Oracle优化器的工作主要分成3步:
首先, 优化器会尝试把复杂的SQL语句转化较为简单的SQL语句, 通常倾向于转化为表的连接方式.
然后, 优化器会对依据统计信息对SQL语句进行估量, 这些估量主要包括3个方面: Selectivity,
Cardinality和Cost, 这三个方面是相互相关的.
最后, 优化器会尝试各种执行计划并给出一个代价最低的计划.
要想理解优化器如何得到最后的执行计划, 首先就要理解被优化的SQL语句的结构, 这是浅显的道理. 但由于Oracle优化器有时候会对我们的SQL语句进行转化, 这就意味着优化器最终所优化器的对象, 并不一定就是我们最初提供的那个语句. 所以, 现在我们将会开始介绍优化器对SQL语句进行转化时所遵循的一些机制. 由于优化器的复杂远远超出我的认知, 这里我不可能列出所有的机制, 不过我希望至少能够达到这样的效果:
假设您对优化器了解甚少, 在我介绍之前, 您对于某些执行计划的看法可能是:
“我实在不理解这个该死的执行计划是怎么来的”
我希望在我介绍之后, 您的看法会转变为:
“我还是不完全理解这个该死的执行计划是怎么来的, 不过我至少知道这是优化器转化的结果, 我觉得我可以尝试对我的SQL改变一下格式或者使用一些提示”
闲话少叙, 正式开始:
Oracle的优化器对SQL转化的手段包括5种, 我们接下来会对这个方面分别进行说明:
- View Merging
- Predicate Pushing
- Subquery Unnesting
- Query Rewrite with Materialized Views
- OR-expansion
对于每一部分, 我打算都先给大家看一看Oracle官方文档的权威说法 (通常都是摘自Oracle Database Performance Tuning Guide 10g Release2), 然后通过实际的例子进一步说明:
2.1 View Merging
2.1.1 View Merging定义
Each view referenced in a query is expanded by the parser into a separate query block. The query block essentially represents the view definition, and therefore the result of a view. One option for the optimizer is to analyze the view query block separately and generate a view subplan. The optimizer then processes the rest of the query by using the view subplan in the generation of an overall query plan. This technique usually leads to a suboptimal query plan, because the view is optimized separately from rest of the query.
The query transformer then removes the potentially suboptimal plan by merging the view query block into the query block that contains the view.
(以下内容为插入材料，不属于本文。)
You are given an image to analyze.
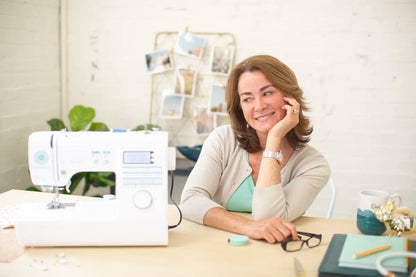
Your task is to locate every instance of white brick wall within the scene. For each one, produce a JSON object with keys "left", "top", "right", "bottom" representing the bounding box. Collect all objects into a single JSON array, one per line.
[
  {"left": 0, "top": 0, "right": 61, "bottom": 191},
  {"left": 1, "top": 0, "right": 415, "bottom": 220}
]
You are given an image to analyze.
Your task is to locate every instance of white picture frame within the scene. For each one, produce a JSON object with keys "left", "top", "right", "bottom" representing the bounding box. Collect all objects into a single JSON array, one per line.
[
  {"left": 209, "top": 45, "right": 234, "bottom": 76},
  {"left": 174, "top": 31, "right": 206, "bottom": 59},
  {"left": 174, "top": 66, "right": 197, "bottom": 98},
  {"left": 208, "top": 84, "right": 227, "bottom": 115},
  {"left": 213, "top": 114, "right": 230, "bottom": 128},
  {"left": 145, "top": 49, "right": 174, "bottom": 74},
  {"left": 159, "top": 90, "right": 185, "bottom": 119},
  {"left": 193, "top": 106, "right": 214, "bottom": 136}
]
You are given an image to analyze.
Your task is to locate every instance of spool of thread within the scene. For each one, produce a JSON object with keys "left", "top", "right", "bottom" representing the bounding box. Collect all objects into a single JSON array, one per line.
[{"left": 228, "top": 235, "right": 249, "bottom": 246}]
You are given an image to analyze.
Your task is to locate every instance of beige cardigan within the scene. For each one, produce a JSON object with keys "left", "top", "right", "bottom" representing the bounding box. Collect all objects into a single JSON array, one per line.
[{"left": 180, "top": 125, "right": 330, "bottom": 224}]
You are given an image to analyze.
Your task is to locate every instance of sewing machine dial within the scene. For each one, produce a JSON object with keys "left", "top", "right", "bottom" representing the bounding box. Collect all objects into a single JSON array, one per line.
[{"left": 133, "top": 190, "right": 153, "bottom": 209}]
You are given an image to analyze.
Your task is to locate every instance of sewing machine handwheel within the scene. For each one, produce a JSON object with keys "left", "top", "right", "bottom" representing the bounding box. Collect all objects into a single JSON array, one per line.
[{"left": 133, "top": 190, "right": 153, "bottom": 209}]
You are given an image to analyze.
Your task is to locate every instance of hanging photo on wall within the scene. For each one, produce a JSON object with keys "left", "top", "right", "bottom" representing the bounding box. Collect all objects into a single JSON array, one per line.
[
  {"left": 214, "top": 114, "right": 230, "bottom": 128},
  {"left": 193, "top": 106, "right": 214, "bottom": 136},
  {"left": 175, "top": 31, "right": 206, "bottom": 59},
  {"left": 160, "top": 90, "right": 185, "bottom": 119},
  {"left": 145, "top": 49, "right": 174, "bottom": 74},
  {"left": 174, "top": 66, "right": 197, "bottom": 98},
  {"left": 209, "top": 45, "right": 234, "bottom": 76},
  {"left": 209, "top": 85, "right": 227, "bottom": 115}
]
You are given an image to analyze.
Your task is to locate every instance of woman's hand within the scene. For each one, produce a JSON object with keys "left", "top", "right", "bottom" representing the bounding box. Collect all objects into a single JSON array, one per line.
[
  {"left": 244, "top": 217, "right": 298, "bottom": 244},
  {"left": 203, "top": 208, "right": 297, "bottom": 244},
  {"left": 267, "top": 96, "right": 300, "bottom": 142}
]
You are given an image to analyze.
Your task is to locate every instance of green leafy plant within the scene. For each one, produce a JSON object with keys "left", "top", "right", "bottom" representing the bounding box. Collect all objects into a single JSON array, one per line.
[{"left": 27, "top": 105, "right": 160, "bottom": 196}]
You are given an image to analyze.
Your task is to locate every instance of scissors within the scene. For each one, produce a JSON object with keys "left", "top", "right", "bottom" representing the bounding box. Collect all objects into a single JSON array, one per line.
[{"left": 294, "top": 257, "right": 307, "bottom": 277}]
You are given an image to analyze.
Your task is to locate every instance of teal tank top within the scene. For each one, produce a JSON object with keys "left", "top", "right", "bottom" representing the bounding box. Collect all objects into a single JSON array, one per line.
[{"left": 226, "top": 153, "right": 255, "bottom": 212}]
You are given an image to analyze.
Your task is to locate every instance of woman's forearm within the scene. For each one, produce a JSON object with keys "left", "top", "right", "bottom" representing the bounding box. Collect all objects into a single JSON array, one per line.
[
  {"left": 256, "top": 135, "right": 283, "bottom": 188},
  {"left": 203, "top": 207, "right": 298, "bottom": 243},
  {"left": 256, "top": 158, "right": 281, "bottom": 188},
  {"left": 203, "top": 207, "right": 252, "bottom": 234}
]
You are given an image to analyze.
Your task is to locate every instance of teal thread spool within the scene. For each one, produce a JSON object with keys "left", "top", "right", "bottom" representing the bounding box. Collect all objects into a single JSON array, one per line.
[{"left": 228, "top": 235, "right": 249, "bottom": 246}]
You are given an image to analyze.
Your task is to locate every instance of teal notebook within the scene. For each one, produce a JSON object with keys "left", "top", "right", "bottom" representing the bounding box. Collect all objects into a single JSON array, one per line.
[
  {"left": 338, "top": 234, "right": 408, "bottom": 273},
  {"left": 319, "top": 234, "right": 415, "bottom": 277}
]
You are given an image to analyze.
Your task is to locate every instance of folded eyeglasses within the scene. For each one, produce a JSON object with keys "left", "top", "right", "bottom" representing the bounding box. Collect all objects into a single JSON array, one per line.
[{"left": 281, "top": 231, "right": 322, "bottom": 252}]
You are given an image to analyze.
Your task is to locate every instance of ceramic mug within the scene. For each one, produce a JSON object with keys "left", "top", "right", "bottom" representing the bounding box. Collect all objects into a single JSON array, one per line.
[{"left": 356, "top": 189, "right": 401, "bottom": 235}]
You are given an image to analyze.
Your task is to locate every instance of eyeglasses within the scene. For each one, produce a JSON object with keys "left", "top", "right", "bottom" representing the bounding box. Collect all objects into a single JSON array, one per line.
[{"left": 281, "top": 231, "right": 322, "bottom": 252}]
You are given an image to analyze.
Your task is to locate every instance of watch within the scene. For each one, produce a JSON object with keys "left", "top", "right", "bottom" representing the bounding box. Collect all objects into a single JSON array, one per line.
[{"left": 262, "top": 150, "right": 283, "bottom": 165}]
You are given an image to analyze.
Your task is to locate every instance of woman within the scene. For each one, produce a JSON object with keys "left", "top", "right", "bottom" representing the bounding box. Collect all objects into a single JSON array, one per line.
[{"left": 180, "top": 55, "right": 330, "bottom": 243}]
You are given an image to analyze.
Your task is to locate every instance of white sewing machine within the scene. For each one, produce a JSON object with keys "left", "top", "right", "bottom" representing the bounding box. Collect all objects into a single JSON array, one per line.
[{"left": 14, "top": 130, "right": 175, "bottom": 246}]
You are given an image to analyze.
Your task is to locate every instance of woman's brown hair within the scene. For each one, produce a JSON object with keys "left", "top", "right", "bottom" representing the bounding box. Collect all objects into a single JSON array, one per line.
[{"left": 226, "top": 55, "right": 312, "bottom": 152}]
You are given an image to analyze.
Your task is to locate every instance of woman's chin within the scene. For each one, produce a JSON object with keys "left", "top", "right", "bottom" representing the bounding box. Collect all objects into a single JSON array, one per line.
[
  {"left": 254, "top": 120, "right": 278, "bottom": 131},
  {"left": 254, "top": 125, "right": 274, "bottom": 135}
]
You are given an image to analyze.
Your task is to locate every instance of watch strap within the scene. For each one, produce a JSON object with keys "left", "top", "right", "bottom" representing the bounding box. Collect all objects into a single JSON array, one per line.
[{"left": 262, "top": 150, "right": 283, "bottom": 165}]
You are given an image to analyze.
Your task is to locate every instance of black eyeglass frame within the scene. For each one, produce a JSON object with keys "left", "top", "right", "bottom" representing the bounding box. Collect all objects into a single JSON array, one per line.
[{"left": 281, "top": 231, "right": 322, "bottom": 252}]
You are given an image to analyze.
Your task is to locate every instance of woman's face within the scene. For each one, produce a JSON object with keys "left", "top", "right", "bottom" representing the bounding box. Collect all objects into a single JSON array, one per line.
[{"left": 238, "top": 70, "right": 286, "bottom": 137}]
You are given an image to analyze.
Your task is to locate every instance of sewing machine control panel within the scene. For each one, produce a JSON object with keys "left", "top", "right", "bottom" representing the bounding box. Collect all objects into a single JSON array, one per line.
[{"left": 118, "top": 147, "right": 166, "bottom": 212}]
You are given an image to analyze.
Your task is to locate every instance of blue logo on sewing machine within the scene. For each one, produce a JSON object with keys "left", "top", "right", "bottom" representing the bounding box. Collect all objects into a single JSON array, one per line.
[{"left": 34, "top": 151, "right": 49, "bottom": 164}]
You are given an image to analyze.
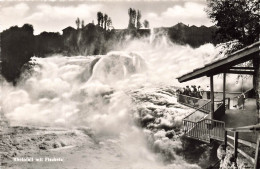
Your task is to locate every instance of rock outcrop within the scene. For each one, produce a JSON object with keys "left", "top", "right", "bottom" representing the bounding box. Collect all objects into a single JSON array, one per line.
[{"left": 217, "top": 145, "right": 253, "bottom": 169}]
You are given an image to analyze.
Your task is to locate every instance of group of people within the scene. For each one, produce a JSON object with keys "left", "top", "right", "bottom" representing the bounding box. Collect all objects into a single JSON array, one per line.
[{"left": 177, "top": 85, "right": 203, "bottom": 99}]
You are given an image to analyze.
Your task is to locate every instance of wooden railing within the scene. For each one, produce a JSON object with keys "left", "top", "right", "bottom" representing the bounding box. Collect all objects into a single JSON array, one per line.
[
  {"left": 206, "top": 119, "right": 226, "bottom": 142},
  {"left": 214, "top": 98, "right": 230, "bottom": 110},
  {"left": 180, "top": 91, "right": 260, "bottom": 168},
  {"left": 183, "top": 100, "right": 211, "bottom": 122},
  {"left": 177, "top": 94, "right": 211, "bottom": 113},
  {"left": 183, "top": 119, "right": 210, "bottom": 143},
  {"left": 244, "top": 88, "right": 256, "bottom": 99},
  {"left": 213, "top": 102, "right": 225, "bottom": 120},
  {"left": 224, "top": 124, "right": 260, "bottom": 169},
  {"left": 181, "top": 97, "right": 226, "bottom": 143},
  {"left": 200, "top": 100, "right": 212, "bottom": 113},
  {"left": 183, "top": 118, "right": 225, "bottom": 143},
  {"left": 178, "top": 94, "right": 230, "bottom": 112}
]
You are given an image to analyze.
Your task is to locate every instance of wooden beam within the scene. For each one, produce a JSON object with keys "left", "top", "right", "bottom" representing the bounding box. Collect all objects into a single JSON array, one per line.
[
  {"left": 253, "top": 57, "right": 260, "bottom": 124},
  {"left": 226, "top": 70, "right": 255, "bottom": 75},
  {"left": 230, "top": 67, "right": 255, "bottom": 70},
  {"left": 254, "top": 134, "right": 260, "bottom": 169},
  {"left": 237, "top": 146, "right": 255, "bottom": 165},
  {"left": 227, "top": 134, "right": 257, "bottom": 149},
  {"left": 224, "top": 131, "right": 228, "bottom": 149},
  {"left": 177, "top": 41, "right": 259, "bottom": 82},
  {"left": 227, "top": 142, "right": 255, "bottom": 165},
  {"left": 210, "top": 75, "right": 214, "bottom": 119},
  {"left": 226, "top": 124, "right": 260, "bottom": 132},
  {"left": 234, "top": 132, "right": 238, "bottom": 159},
  {"left": 223, "top": 73, "right": 226, "bottom": 114}
]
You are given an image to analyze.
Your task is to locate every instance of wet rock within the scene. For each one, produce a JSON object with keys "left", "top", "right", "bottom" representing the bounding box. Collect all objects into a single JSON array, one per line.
[
  {"left": 147, "top": 123, "right": 156, "bottom": 129},
  {"left": 12, "top": 140, "right": 19, "bottom": 146},
  {"left": 16, "top": 146, "right": 23, "bottom": 150},
  {"left": 66, "top": 132, "right": 77, "bottom": 137},
  {"left": 157, "top": 124, "right": 174, "bottom": 131},
  {"left": 53, "top": 142, "right": 60, "bottom": 148},
  {"left": 39, "top": 142, "right": 49, "bottom": 150},
  {"left": 237, "top": 162, "right": 251, "bottom": 169},
  {"left": 154, "top": 130, "right": 166, "bottom": 140},
  {"left": 141, "top": 114, "right": 155, "bottom": 126},
  {"left": 78, "top": 127, "right": 95, "bottom": 138},
  {"left": 60, "top": 141, "right": 66, "bottom": 147},
  {"left": 165, "top": 130, "right": 176, "bottom": 139},
  {"left": 45, "top": 137, "right": 52, "bottom": 141},
  {"left": 11, "top": 151, "right": 17, "bottom": 157},
  {"left": 217, "top": 144, "right": 226, "bottom": 160},
  {"left": 217, "top": 145, "right": 252, "bottom": 169},
  {"left": 147, "top": 107, "right": 156, "bottom": 112}
]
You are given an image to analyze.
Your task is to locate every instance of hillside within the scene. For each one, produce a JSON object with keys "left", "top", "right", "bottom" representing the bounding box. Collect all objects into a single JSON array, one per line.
[
  {"left": 33, "top": 22, "right": 217, "bottom": 57},
  {"left": 154, "top": 23, "right": 218, "bottom": 48},
  {"left": 0, "top": 23, "right": 218, "bottom": 83}
]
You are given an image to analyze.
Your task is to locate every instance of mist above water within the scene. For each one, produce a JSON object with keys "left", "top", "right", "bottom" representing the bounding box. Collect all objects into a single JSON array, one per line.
[{"left": 1, "top": 34, "right": 233, "bottom": 168}]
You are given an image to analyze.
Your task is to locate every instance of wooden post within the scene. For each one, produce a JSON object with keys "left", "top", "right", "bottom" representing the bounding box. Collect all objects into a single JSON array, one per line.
[
  {"left": 228, "top": 98, "right": 230, "bottom": 109},
  {"left": 210, "top": 75, "right": 214, "bottom": 119},
  {"left": 224, "top": 130, "right": 228, "bottom": 149},
  {"left": 253, "top": 58, "right": 260, "bottom": 124},
  {"left": 234, "top": 132, "right": 238, "bottom": 159},
  {"left": 254, "top": 133, "right": 260, "bottom": 169},
  {"left": 223, "top": 73, "right": 226, "bottom": 113}
]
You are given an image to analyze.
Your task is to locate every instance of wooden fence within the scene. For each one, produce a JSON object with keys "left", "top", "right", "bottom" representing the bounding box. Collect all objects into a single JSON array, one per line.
[{"left": 225, "top": 124, "right": 260, "bottom": 169}]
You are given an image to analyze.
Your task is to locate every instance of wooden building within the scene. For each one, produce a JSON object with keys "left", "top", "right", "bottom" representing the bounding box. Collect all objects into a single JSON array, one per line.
[{"left": 176, "top": 41, "right": 260, "bottom": 168}]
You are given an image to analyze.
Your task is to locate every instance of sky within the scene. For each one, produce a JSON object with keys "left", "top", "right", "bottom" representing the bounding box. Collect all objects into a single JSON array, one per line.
[{"left": 0, "top": 0, "right": 213, "bottom": 35}]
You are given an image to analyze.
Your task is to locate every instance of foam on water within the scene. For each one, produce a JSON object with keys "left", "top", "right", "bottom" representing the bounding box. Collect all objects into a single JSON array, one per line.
[
  {"left": 87, "top": 51, "right": 146, "bottom": 85},
  {"left": 1, "top": 35, "right": 246, "bottom": 168}
]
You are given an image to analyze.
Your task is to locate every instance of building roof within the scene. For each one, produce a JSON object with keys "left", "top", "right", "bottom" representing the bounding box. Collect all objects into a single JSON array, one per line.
[{"left": 177, "top": 41, "right": 260, "bottom": 83}]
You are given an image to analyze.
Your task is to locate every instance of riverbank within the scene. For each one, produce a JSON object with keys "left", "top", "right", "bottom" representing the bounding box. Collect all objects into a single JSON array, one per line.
[{"left": 1, "top": 85, "right": 221, "bottom": 169}]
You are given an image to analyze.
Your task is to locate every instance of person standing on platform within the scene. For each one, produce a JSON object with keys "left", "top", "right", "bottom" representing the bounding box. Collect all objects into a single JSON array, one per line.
[
  {"left": 206, "top": 85, "right": 210, "bottom": 99},
  {"left": 198, "top": 86, "right": 203, "bottom": 99},
  {"left": 241, "top": 92, "right": 245, "bottom": 109},
  {"left": 186, "top": 86, "right": 191, "bottom": 96}
]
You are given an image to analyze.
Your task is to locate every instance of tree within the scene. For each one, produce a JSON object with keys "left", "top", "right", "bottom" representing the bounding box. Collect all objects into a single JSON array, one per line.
[
  {"left": 107, "top": 17, "right": 113, "bottom": 30},
  {"left": 136, "top": 10, "right": 142, "bottom": 29},
  {"left": 100, "top": 13, "right": 104, "bottom": 28},
  {"left": 206, "top": 0, "right": 260, "bottom": 54},
  {"left": 81, "top": 20, "right": 85, "bottom": 28},
  {"left": 104, "top": 14, "right": 108, "bottom": 30},
  {"left": 128, "top": 8, "right": 133, "bottom": 29},
  {"left": 1, "top": 24, "right": 34, "bottom": 84},
  {"left": 75, "top": 18, "right": 80, "bottom": 29},
  {"left": 22, "top": 24, "right": 34, "bottom": 33},
  {"left": 143, "top": 20, "right": 149, "bottom": 29},
  {"left": 97, "top": 12, "right": 103, "bottom": 27},
  {"left": 132, "top": 9, "right": 137, "bottom": 28},
  {"left": 128, "top": 8, "right": 136, "bottom": 29}
]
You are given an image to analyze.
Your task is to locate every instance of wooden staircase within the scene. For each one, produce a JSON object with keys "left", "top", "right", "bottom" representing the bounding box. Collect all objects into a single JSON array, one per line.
[
  {"left": 184, "top": 117, "right": 225, "bottom": 143},
  {"left": 178, "top": 94, "right": 260, "bottom": 168},
  {"left": 179, "top": 94, "right": 226, "bottom": 143}
]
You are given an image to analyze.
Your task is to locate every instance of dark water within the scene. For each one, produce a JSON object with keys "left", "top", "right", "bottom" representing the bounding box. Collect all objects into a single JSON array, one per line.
[{"left": 177, "top": 137, "right": 220, "bottom": 168}]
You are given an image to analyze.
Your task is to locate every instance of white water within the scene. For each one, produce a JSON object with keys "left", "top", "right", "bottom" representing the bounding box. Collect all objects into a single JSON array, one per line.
[{"left": 1, "top": 36, "right": 227, "bottom": 168}]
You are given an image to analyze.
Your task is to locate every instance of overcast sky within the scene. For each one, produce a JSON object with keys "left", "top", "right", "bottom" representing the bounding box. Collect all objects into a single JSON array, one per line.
[{"left": 0, "top": 0, "right": 213, "bottom": 35}]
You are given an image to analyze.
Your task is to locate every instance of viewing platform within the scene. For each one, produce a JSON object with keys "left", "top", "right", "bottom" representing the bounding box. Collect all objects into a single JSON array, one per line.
[
  {"left": 178, "top": 92, "right": 259, "bottom": 167},
  {"left": 178, "top": 94, "right": 226, "bottom": 143},
  {"left": 176, "top": 41, "right": 260, "bottom": 168}
]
Most types of views are merged. When a view is merged, the query block representing the view is merged into the containing query block. Generating a subplan is no longer necessary, because the view query block is eliminated.
对于SQL里的视图, 优化器可以选择先对视图代表的查询单独优化并生成view本身的执行计划, 在把这个计划和SQL语句其他的部分合并在一起生成最终的执行计划, 当然这种技术往往会产生一个不是最好的计划, 因为视图的优化是单独考虑了, 而没有放到整个SQL环境中通盘考虑.
而Oracle的查询优化器则可以帮助我们把视图代表的查询merge到SQL的其他部分当中, 从而可以更全面的考虑SQL的执行计划.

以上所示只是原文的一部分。